In [1]:
from pyspark.sql import *
import singer
import json
from pprint import pprint

In [2]:
json_schema = {
  "properties": {
    "id": {
        "type": "integer"
    },
    "name": {
        "type": "string"
    },
    "age": {
        "maximum": 90,
        "minimum": 16,
        "type": "integer"
    },
    "has_children": {
        "type": "boolean"
    },
  },
  "$id": "my_user_schema.json",
  "$schema": "http://json-schema.org/draft-07/schema#"
}

singer.write_schema(schema=json_schema,
                    stream_name='DC_employees',
                    key_properties=['id'])

{"type": "SCHEMA", "stream": "DC_employees", "schema": {"properties": {"id": {"type": "integer"}, "name": {"type": "string"}, "age": {"maximum": 90, "minimum": 16, "type": "integer"}, "has_children": {"type": "boolean"}}, "$id": "my_user_schema.json", "$schema": "http://json-schema.org/draft-07/schema#"}, "key_properties": ["id"]}


In [3]:
products_schema = {
  "properties":{
    "brand":{
        "type":"string"
    },
    "model":{
        "type":"string"
    },
    "price":{
        "type":"number"
    },
    "currency":{
        "type":"string"
    },
    "quantity":{
        "type":"number",
        "minimum":1
    },
    "date":{
        "type":"string",
        "format":"date"
    },
    "countrycode":{
        "type":"string",
        "pattern":"^[A-Z]{2}$"
    },
    "store_name":{
        "type":"string"
    }
  }
}

singer.write_schema(stream_name='products', schema=products_schema, key_properties=[])

{"type": "SCHEMA", "stream": "products", "schema": {"properties": {"brand": {"type": "string"}, "model": {"type": "string"}, "price": {"type": "number"}, "currency": {"type": "string"}, "quantity": {"type": "number", "minimum": 1}, "date": {"type": "string", "format": "date"}, "countrycode": {"type": "string", "pattern": "^[A-Z]{2}$"}, "store_name": {"type": "string"}}}, "key_properties": []}


In [4]:
columns = ("id", "name", "age", "has_children")
users = {
    (1, "Adrian", 32, False),
    (2, "Ruanne", 28, False),
    (3, "Hilary", 29, True)
}

singer.write_record(stream_name='DC_employees', record=dict(zip(columns, users.pop())))

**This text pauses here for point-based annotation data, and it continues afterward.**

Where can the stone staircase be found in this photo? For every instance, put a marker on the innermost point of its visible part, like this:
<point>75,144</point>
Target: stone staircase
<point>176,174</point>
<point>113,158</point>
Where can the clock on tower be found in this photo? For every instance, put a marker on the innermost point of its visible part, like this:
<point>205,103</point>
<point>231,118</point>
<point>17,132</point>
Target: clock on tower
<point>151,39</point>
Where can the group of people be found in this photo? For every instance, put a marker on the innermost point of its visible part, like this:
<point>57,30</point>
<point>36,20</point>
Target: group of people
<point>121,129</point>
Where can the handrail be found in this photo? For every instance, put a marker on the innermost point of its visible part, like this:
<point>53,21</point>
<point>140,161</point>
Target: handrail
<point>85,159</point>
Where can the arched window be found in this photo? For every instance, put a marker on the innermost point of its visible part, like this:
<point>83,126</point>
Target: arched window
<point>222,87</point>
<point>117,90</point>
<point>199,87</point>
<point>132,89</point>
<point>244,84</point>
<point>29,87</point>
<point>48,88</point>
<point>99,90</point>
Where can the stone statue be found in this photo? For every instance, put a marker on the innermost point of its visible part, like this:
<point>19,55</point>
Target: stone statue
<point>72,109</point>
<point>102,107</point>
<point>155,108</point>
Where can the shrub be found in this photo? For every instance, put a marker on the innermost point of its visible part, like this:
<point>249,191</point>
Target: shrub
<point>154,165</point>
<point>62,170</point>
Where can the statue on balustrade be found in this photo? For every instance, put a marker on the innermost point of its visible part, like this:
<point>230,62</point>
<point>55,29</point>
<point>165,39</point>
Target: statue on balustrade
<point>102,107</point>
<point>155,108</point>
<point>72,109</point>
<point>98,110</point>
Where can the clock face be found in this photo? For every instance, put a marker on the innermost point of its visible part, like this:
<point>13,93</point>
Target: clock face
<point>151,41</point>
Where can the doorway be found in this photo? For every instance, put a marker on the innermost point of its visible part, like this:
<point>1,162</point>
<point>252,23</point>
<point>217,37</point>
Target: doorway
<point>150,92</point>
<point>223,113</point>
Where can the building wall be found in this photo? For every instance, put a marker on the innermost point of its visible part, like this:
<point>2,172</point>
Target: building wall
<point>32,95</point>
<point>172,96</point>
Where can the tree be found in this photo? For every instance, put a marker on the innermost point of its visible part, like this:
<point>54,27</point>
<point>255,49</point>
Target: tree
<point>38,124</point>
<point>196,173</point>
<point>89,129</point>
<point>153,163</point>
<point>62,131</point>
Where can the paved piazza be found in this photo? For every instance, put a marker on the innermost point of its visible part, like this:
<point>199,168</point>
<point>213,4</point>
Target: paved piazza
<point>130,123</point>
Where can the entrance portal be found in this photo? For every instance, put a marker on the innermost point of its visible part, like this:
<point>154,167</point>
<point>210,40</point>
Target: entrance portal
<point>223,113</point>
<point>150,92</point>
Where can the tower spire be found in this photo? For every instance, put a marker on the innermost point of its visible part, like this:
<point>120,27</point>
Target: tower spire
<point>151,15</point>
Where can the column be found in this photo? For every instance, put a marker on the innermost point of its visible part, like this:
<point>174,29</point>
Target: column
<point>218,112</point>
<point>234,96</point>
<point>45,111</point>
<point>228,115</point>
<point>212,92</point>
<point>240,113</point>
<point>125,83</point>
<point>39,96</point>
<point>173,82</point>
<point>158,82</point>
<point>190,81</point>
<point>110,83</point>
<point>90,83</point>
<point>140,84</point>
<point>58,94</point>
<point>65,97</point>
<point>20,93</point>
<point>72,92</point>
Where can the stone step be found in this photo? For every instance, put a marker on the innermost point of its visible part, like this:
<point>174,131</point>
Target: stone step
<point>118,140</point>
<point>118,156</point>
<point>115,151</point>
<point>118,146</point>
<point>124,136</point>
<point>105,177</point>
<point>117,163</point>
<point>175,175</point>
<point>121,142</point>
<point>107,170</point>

{"type": "RECORD", "stream": "DC_employees", "record": {"id": 3, "name": "Hilary", "age": 29, "has_children": true}}


In [5]:
fixed_dict = { "type": "RECORD", "stream": "DC_employees" }
record_msg = { **fixed_dict, "record": dict(zip(columns, users.pop()))}
print(json.dumps(record_msg))

{"type": "RECORD", "stream": "DC_employees", "record": {"id": 2, "name": "Ruanne", "age": 28, "has_children": false}}


In [6]:
spark = SparkSession.builder.getOrCreate()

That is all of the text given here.